At the same time, the report zooms in on widespread failings in giving effect to the demands of the prohibition. These range from a failure to legislate adequately or at all against these wrongs to failure to implement fundamental preventive safeguards for people in custody, such as access to a lawyer or a doctor. The mandate’s long-standing experience discloses that all too often, even where the law makes appropriate provision in principle, those at greatest risk of such ill-treatment are actively hindered or otherwise impeded from availing of the law’s protection, whether out of fear of reprisals or for lack of interpretation services, for example.

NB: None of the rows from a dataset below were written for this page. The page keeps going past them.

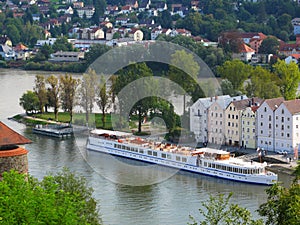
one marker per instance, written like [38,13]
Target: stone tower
[12,155]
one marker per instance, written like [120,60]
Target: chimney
[298,39]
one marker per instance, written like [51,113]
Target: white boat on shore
[207,161]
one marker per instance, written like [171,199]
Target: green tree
[218,211]
[68,86]
[282,206]
[57,199]
[87,92]
[262,84]
[41,91]
[184,71]
[236,72]
[289,75]
[53,94]
[95,52]
[270,45]
[13,33]
[29,101]
[103,99]
[126,76]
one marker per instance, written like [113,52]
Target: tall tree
[282,206]
[262,84]
[184,71]
[41,91]
[219,211]
[269,46]
[87,92]
[68,86]
[29,101]
[127,76]
[289,75]
[53,94]
[63,198]
[236,72]
[103,99]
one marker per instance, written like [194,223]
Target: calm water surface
[170,201]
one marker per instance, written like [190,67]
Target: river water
[169,201]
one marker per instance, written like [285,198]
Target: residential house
[144,5]
[157,31]
[182,32]
[122,21]
[133,3]
[78,4]
[287,125]
[88,11]
[245,53]
[207,118]
[292,58]
[265,124]
[240,122]
[67,56]
[95,33]
[111,10]
[126,9]
[136,34]
[288,49]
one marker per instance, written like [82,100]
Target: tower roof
[10,137]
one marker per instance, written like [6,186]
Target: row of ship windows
[232,169]
[149,152]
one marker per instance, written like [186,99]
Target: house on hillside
[244,53]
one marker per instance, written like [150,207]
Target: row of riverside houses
[272,124]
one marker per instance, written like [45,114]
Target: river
[169,201]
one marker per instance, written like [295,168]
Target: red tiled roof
[245,48]
[274,102]
[293,106]
[10,137]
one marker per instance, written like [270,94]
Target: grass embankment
[95,120]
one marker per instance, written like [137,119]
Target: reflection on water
[169,201]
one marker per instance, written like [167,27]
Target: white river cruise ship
[206,161]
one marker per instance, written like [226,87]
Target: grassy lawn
[95,119]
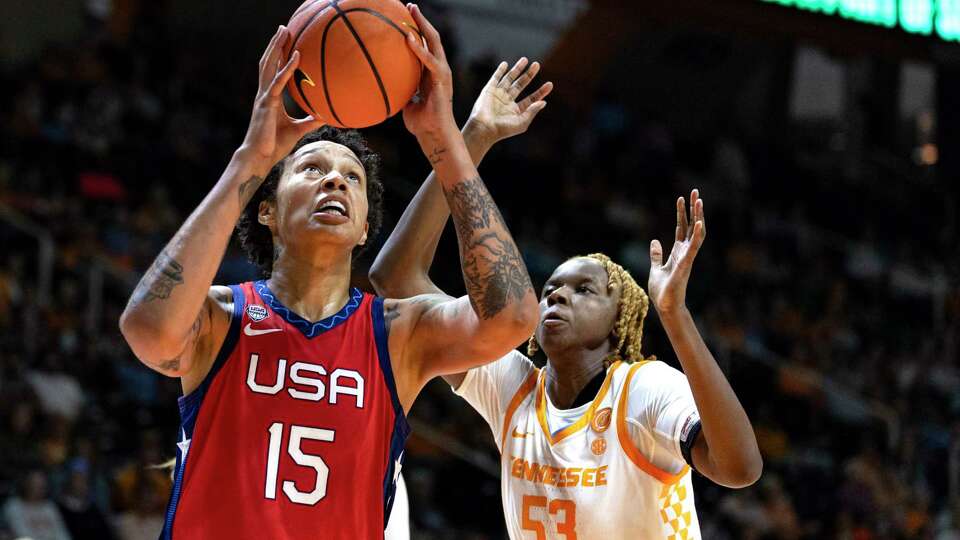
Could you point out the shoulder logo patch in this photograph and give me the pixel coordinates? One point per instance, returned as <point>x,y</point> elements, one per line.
<point>601,420</point>
<point>256,312</point>
<point>598,447</point>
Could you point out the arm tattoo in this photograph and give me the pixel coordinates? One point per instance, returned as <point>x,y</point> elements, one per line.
<point>493,269</point>
<point>248,188</point>
<point>158,282</point>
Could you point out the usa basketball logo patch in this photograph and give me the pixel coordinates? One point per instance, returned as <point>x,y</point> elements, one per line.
<point>601,420</point>
<point>256,313</point>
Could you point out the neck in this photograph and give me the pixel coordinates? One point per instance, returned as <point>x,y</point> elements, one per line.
<point>568,372</point>
<point>314,285</point>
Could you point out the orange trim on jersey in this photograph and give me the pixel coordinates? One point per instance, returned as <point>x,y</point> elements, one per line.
<point>518,398</point>
<point>582,421</point>
<point>626,443</point>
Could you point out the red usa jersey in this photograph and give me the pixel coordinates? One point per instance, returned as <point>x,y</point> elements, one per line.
<point>297,431</point>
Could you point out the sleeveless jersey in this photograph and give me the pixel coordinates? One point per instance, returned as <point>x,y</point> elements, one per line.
<point>296,432</point>
<point>588,480</point>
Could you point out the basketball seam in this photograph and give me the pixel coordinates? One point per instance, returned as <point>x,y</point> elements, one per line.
<point>304,8</point>
<point>384,18</point>
<point>293,47</point>
<point>366,54</point>
<point>323,63</point>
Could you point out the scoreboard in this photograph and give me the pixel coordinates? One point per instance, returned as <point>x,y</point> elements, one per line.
<point>939,18</point>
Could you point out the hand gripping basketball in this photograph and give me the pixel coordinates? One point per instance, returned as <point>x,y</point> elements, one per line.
<point>272,133</point>
<point>433,110</point>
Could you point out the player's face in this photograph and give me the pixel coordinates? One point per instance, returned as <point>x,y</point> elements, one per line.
<point>578,307</point>
<point>323,191</point>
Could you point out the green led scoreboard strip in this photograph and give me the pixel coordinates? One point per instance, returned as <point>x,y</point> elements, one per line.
<point>939,18</point>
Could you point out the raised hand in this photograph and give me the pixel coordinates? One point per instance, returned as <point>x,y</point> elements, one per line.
<point>434,108</point>
<point>668,280</point>
<point>272,133</point>
<point>497,114</point>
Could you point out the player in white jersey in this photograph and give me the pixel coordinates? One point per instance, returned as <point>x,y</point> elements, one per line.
<point>600,442</point>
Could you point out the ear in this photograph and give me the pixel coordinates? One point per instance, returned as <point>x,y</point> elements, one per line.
<point>267,214</point>
<point>363,239</point>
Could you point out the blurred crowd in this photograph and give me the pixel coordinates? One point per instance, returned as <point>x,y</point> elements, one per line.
<point>830,298</point>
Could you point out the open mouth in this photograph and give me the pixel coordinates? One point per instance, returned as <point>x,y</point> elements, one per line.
<point>332,207</point>
<point>553,318</point>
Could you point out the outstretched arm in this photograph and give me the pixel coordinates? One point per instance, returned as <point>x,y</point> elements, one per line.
<point>401,269</point>
<point>441,334</point>
<point>726,452</point>
<point>173,311</point>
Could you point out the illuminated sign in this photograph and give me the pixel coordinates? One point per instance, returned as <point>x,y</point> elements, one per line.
<point>924,17</point>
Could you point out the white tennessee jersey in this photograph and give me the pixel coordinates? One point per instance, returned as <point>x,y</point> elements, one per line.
<point>611,469</point>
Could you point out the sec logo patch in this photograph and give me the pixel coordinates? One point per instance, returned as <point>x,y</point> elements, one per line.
<point>601,421</point>
<point>256,313</point>
<point>598,447</point>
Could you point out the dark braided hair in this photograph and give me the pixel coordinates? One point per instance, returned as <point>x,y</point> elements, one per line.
<point>257,240</point>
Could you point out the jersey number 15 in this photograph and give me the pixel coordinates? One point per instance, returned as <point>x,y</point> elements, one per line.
<point>297,435</point>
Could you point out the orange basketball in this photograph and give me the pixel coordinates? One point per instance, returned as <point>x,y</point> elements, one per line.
<point>356,69</point>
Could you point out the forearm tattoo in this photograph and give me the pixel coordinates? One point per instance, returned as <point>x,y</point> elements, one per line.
<point>158,282</point>
<point>493,269</point>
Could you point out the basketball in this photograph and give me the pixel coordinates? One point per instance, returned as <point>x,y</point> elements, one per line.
<point>356,69</point>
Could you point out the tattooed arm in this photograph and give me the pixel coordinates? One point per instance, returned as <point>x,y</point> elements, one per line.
<point>401,269</point>
<point>445,335</point>
<point>174,316</point>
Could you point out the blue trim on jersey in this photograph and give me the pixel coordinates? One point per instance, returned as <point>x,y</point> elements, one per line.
<point>401,428</point>
<point>309,329</point>
<point>190,408</point>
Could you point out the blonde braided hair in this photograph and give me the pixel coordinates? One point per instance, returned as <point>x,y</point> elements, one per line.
<point>631,312</point>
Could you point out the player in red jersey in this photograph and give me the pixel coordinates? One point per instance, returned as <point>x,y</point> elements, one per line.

But the report also addresses the overt disputation of the absolute prohibition of torture and other ill-treatment, as well as open or covert backsliding through misinterpretation. The Rapporteur is unequivocal on attempts to justify torture: torture and other ill-treatment (along with slavery or genocide) are absolutely prohibited not because they never ‘work’ (towards whatever nefarious or seemingly worthy end), but because they are entirely at odds with the fundamental respect for humanity on which the global legal order rests (para 48).

With respect to misinterpretation, the Rapporteur rejects attempts to narrow the definition of the prohibited conduct, for example by requiring serious injury or long-term harm for the wrongs to be made out, or by using euphemistic terms such as ‘enhanced interrogation techniques’ to sanitise systematic torture. In relation to any residual uncertainty as regards the prohibition’s contours, the Rapporteur indicates that ‘States should always err on the side of caution, given that the act, omission or situation in question can be permissible only once its qualification as torture or ill-treatment has been affirmatively excluded’ (para 43). This encapsulates the clear message (running through previous reports also) that the prohibition of torture and ill-treatment is not just a technicality to be manoeuvred around in the pursuit of desired government action, but a fundamental norm which embodies the humanism of the international legal edifice, and whose letter and spirit must be followed in all State pursuits.

The assessment of where the prohibition of torture and other ill-treatment stands today would be incomplete without acknowledgement of the way our societies demarcate, through law or otherwise, the ‘haves’ and ‘have nots’ of human rights. In particular, the report makes explicit the way in which torture and ill-treatment proliferate in contexts of systemic or structural discrimination, inequality, or disempowerment. Alleviating circumstances conducive to such ill-treatment thus also requires a systematic overhaul of ‘legal, structural and socioeconomic conditions that may increase exposure to violence and abuse by State officials and non-State actors’ (para 77(i)).

The prohibition of torture and other cruel, inhuman or degrading treatment or punishment seeks to banish practices that desecrate the person. As the Torture Rapporteur’s recent report demonstrates, there is no scope for complacency, and an urgent need to confront the many ways in which torture is still made possible, or even palatable, in today’s world.